La réconciliation entre Indra et Santa Bárbara : un nouvel espoir en période de crise

Progrès dans les négociations

Indra et Santa Bárbara semblent enfin sur le point de mettre fin à deux ans de tensions, suite à leur précédente tentative avortée de fusion. Le changement à la direction d’Indra, sans contentieux avec l’entreprise américaine, et la nécessité pressante pour les deux sociétés de relancer leur production ouvrent la voie vers une éventuelle collaboration. Ce retournement de situation est particulièrement surprenant, surtout quand on considère l’incertitude des derniers mois.

Pressions extérieures et opportunités

La pression exercée par le Ministère de la Défense se fait sentir du côté de Santa Bárbara, où plusieurs contrats clés ont été suspendus, menaçant ainsi le bon fonctionnement de l’entreprise. Cela a conduit à des discussions sur la possibilité d’un partage des contrats, voire la création d’une coentreprise. Les annonces récentes ont eu un impact direct sur le marché, provoquant une chute de 7,2 % de l’action d’Indra, qui fait face à de grands défis après l’échec de projets militaires.

Gestes vers une collaboration

Des figures importantes comme José Vicente de los Mozos et Ángel Simón ont exprimé publiquement leur volonté de travailler ensemble sur des projets de défense. Bien que Santa Bárbara ait déposé un recours contre l’attribution de plusieurs contrats à Indra, leur position semble avoir évolué vers une approche plus collaborative. Ils ont même évoqué la nécessité de créer des synergies pour maximiser les capacités industrielles en Espagne.

Crise de fabrication et opportunités

Indra doit rapidement agir pour établir de nouvelles installations, alors que le projet de création d’une joint-venture pourrait se heurter à des obstacles significatifs. Le marché se montre anxieux face à une possible perte de 1 milliard d’euros de revenus. Toutefois, Indra priorise l’obtention de nouveaux contrats de défense cette année, malgré les incertitudes.

La recherche de solutions industrielles

Frank Torres, directeur d’Indra Land Vehicles, a récemment déclaré qu’il fallait établir deux nouvelles usines d’urgence. Dans cette optique, Indra a lancé une campagne pour acquérir l’atelier de Langreo de Duro Felguera, bien que ce dernier ne soit pas enclin à céder à un prix raisonnable. Des alternatives sont par ailleurs envisagées dans d’autres régions, comme León ou As Pontes.

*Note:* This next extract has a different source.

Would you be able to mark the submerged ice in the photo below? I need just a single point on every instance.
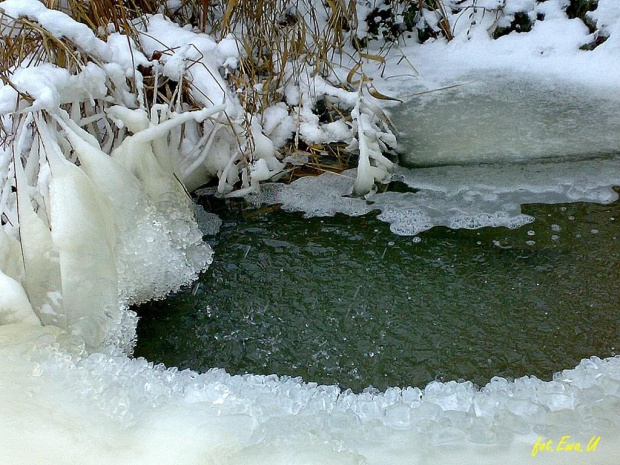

Les défis d’une éventuelle collaboration

Malgré l’attrait de travailler avec Santa Bárbara, cette option présente encore de nombreux risques, notamment en ce qui concerne les accords potentiels avec Rheinmetall ou le groupe coréen Hanwha. L’un des enjeux majeurs est de garantir un projet disposant de l’autorité de conception nécessaire pour permettre l’exportation des nouveaux véhicules. En l’absence d’un accord clair, les programmes prévus d’une valeur globale de 7,2 milliards d’euros seront en péril.

Conclusion

La dynamique entre Indra et Santa Bárbara est en train de changer. Face à un environnement industriel difficile, les deux entreprises peuvent tirer parti de leurs forces respectives pour surmonter les obstacles et s’assurer une place sur le marché de la défense. Le chemin vers une collaboration fructueuse est encore semé d’embûches, mais les signes de rapprochement sont encourageants pour l’avenir.